Hotwire Tech Blog

Scribes from Hotwire Engineering

Overview

We will look into running Jobs on Spark cluster and configuring the settings to fine tune a simple example to achieve significantly lower runtimes. We will also allude to the trade off between setting number of tasks per executors and number of executors per node given a cluster node configuration.

Spark Cluster Abstraction

This diagram (source) shows the key components of the cluster. Spark driver is the program you write. The Driver program demands for executors from the Master (the Worker nodes lets the Master know how much resource they each have). The Master allocates the resources and provides the Driver with the required number of executors. As you can tell from the flowchart, some of the key variables we can set are the number of executors per worker, number of tasks per executor and memory per executor, given a cluster.

AWS EMR Setup

You can use the AWS CLI or the Web Console to create the clusters. For the purposes of this experiment we used the following nodes

  • 2 m3.xlarge core nodes
  • 2 r3.8xlarge task nodes

Run time will vary depending on the configuration and number of nodes.

A Simple Example

We are going to use a simple example to play around the Spark configurations. Let us start with a code we would write to sum up a billion random numbers. This is what it would look like if you are running it on your laptop without any parallelization:

from random import random
from datetime import datetime
if __name__ == "__main__":
    start = datetime.now() # to time the task
    sum = 0.0
    for i in xrange(1000000000):
        sum += random() # sum the random numbers
    stop = datetime.now() # to time the task
    print "Sum :", sum
    print "Time taken: ", (stop-start).total_seconds()

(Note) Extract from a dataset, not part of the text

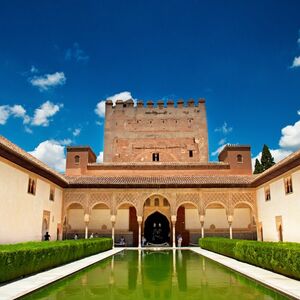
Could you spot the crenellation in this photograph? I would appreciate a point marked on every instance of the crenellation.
(160, 104)
(180, 103)
(150, 104)
(176, 131)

If you run it on your laptop, it might take around ~140-150 seconds (depending on the specifications of your laptop).

Now let’s write a pyspark script to run on the spark cluster we just created.

from random import random
from operator import add
from pyspark import SparkContext

if __name__ == "__main__":
    sc = SparkContext(appName = "Randomizer")
    def f(_):
        return random()
  
  # This will split the task of summing 1B numbers into 100 tasks. 
        # Spark decides how to distribute the task of running func f 
  # (which is just calling the random() function)
    count = sc.parallelize(xrange(1000000000), 100).map(f).reduce(add)
    print "Sum: ", count

To run this with Spark type in your command after SSH-ing in to you master node:

spark-submit pyspark_random_sum.py

You will see a lot of Yarn (the scheduler) output and towards the end you will see the result which looks like something like this:

16/05/06 17:50:09 INFO DAGScheduler: Job 0 finished: reduce at 
/home/hadoop/<username>/pyspark_random_sum.py:13, 
took 22.375376 s Sum: 499962099.419

Tracking Spark Jobs

Now that you can submit Spark jobs, we would want to know how are the resources being used. How many executors are being created? How many tasks are executed parallely by each executor?

Hadoop Job Tracker

After starting an ssh tunnel to your master node and setting the foxyproxy settings on your browser (as shown below when you click on “Enable Web Connection”),  type in the address <your_master_node_ip>:8088 (for example in this case 10.139.21.110:8088)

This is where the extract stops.